Dive Transient:
- A former Chuck E. Cheese worker in West Virginia is suing CEC Leisure after a retailer supervisor allegedly sexually harassed her, based on a go well with filed in Kanawha County, West Virginia.
- The employee, who was 17 in the beginning of the alleged harassment, claims that she was first harassed by a coworker, who propositioned her. When she reported the incident to her supervisor, the supervisor harassed her as nicely.
- The plaintiff sued underneath the West Virginia Human Rights Act, in search of treatments underneath that regulation and state tort regulation, in addition to punitive damages. The go well with doesn’t specify how a lot cash the plaintiff is in search of.
Dive Perception:
The go well with claims CEC Leisure is chargeable for the alleged conduct of the supervisor named within the go well with, as he was appearing because the plaintiff’s supervisor. Moreover, the go well with stated, the corporate both knew or ought to have identified concerning the supervisor’s conduct “however didn’t take swift and corrective motion to stop additional harassment.”
Per the criticism, the supervisor allegedly instructed the plaintiff that the coworker who initially harassed her “just isn’t the one one who desires to sleep with you.” The go well with alleges the supervisor stared on the plaintiff, requested her to remain late so he might proceed her, touched her inappropriately, adopted her right into a parking zone after a shift and tried to control the employee into liking him, amongst different harassing acts. The harassment started in 2022 and lasted into the summer season of 2023.
The supervisor additionally allegedly referred to girls he supervised as bitches. In response to the go well with, the plaintiff give up her job because of Slade’s actions.
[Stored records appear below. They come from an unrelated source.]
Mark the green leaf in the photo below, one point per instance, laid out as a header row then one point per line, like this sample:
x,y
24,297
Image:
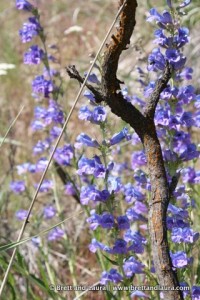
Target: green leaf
x,y
111,261
16,244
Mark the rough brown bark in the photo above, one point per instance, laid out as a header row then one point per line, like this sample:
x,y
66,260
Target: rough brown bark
x,y
144,126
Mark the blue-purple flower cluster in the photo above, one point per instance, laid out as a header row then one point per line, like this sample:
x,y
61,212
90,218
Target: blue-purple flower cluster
x,y
103,181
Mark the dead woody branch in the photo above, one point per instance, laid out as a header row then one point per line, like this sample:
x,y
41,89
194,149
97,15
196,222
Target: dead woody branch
x,y
144,125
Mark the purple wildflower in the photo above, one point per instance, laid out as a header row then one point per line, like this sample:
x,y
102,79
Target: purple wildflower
x,y
42,86
99,114
106,221
21,214
111,276
17,187
118,137
55,234
70,189
120,247
24,5
46,186
179,259
132,266
49,212
64,155
161,20
33,56
123,222
196,292
156,61
84,139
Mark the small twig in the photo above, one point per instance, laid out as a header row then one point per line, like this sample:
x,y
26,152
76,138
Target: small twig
x,y
11,125
65,178
54,150
174,183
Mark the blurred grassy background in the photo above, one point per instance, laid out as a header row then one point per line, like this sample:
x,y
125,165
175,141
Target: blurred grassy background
x,y
93,18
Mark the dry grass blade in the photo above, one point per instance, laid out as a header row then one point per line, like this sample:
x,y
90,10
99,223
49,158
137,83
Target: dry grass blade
x,y
55,147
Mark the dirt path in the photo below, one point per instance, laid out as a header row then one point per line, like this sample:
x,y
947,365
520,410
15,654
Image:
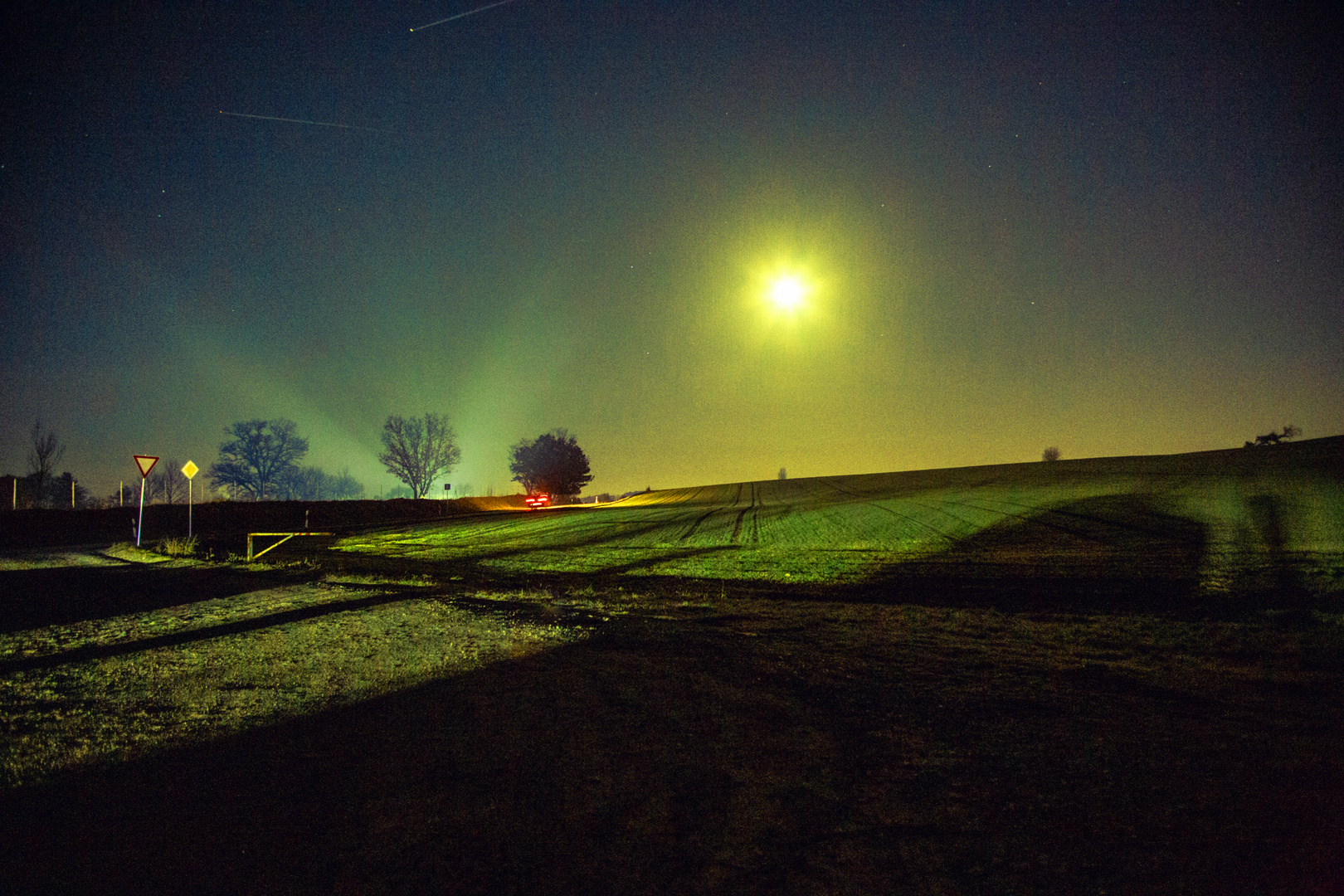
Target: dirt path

Chuck E. Cheese declined to remark.
“Our consumer was a youngster when she was subjected to egregious habits at Chuck E. Cheese, a spot that markets itself as a enjoyable, family-friendly surroundings. Office sexual harassment shouldn’t be tolerated on this or another setting,” Todd Bailess of Bailess Regulation Agency, which represents the plaintiff, wrote in a press release emailed to Restaurant Dive.
Bailess Regulation Agency dealt with the same case earlier this 12 months during which a Taco Bell franchisee allegedly permitted a registered intercourse offender appearing as a shift supervisor to harass two feminine staff.
Teenaged staff who had been allegedly sexually assaulted or harassed at eating places have filed a collection of lawsuits in opposition to main manufacturers and operators just lately. In March, a employee in North Dakota sued Subway and a franchisee for $50 million after she was allegedly drugged and sexually assaulted by a supervisor who was a convicted intercourse offender; that case remains to be ongoing. That very same month, Bailess’ agency took on the aforementioned Taco Bell case. Earlier this 12 months, McDonald’s franchisee Rice Enterprises settled a case for $4.35 million after a supervisor raped a minor employed by the restaurant.
Sexual harassment and violence is a significant downside within the restaurant business. One latest survey of Maryland restaurant staff performed by One Truthful Wage discovered 47% of restaurant staff skilled sexual harassment.